From the factory to the finish line, drive efficiencies with MongoDB Atlas on AWS
Connect the factory to central IT systems and combine a huge variety of data in a unified data platform. MongoDB Atlas on AWS unlocks innovative use cases so you can deliver next-generation vehicle experiences.
Discover the tools you need to make real-time decisions, increase overall equipment effectiveness, improve product quality, and enhance the customer experience. And capitalize on all your intel with time-series applications that can analyze trends and quickly identify anomalies—before they cause failures.
How MongoDB Atlas on AWS Powers Automotive Innovation
Bring on data-driven insights and real-time analytics. With MongoDB Atlas on AWS, you can combine your data across IT and operational technology (OT) and analyze it in real-time for faster decisions, higher overall equipment effectiveness (OEE), and better quality.
Industrial IoT (IIoT) and connected devices data volumes are growing exponentially. MongoDB Atlas on AWS scales seamlessly and can ingest enormous amounts of sensor and event data. Power real-time analytics to catch critical events as they happen.

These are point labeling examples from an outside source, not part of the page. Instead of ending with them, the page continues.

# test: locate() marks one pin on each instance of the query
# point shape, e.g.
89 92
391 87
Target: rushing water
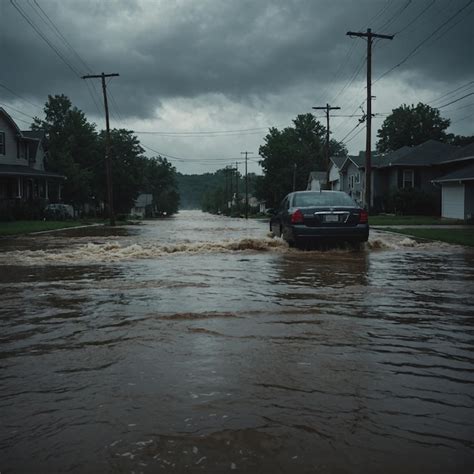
201 344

MongoDB Atlas on AWS provides automated scalability allowing you to adapt your clusters with demand. As sensor data gets colder over time, automatically offload cold data into Amazon S3, while maintaining the ability to query hot and cold data through a single API.
As a leading developer platform on AWS, MongoDB Atlas helps you gain efficiencies to build digital twins and applications faster. Use MongoDB Atlas as your cloud backend on AWS—plus MongoDB Realm and Atlas Device Sync—to make it easier to connect smart vehicles with cloud and mobile applications and delivers powerful middleware for digital twins.
MongoDB Atlas on AWS supports time series data natively so you can analyze trends and identify anomalies quickly. The combination of time series data with other data structures such as digital twin models within the same data platform dramatically reduces complexity, development efforts, and costs by avoiding additional ETL processes and data duplication.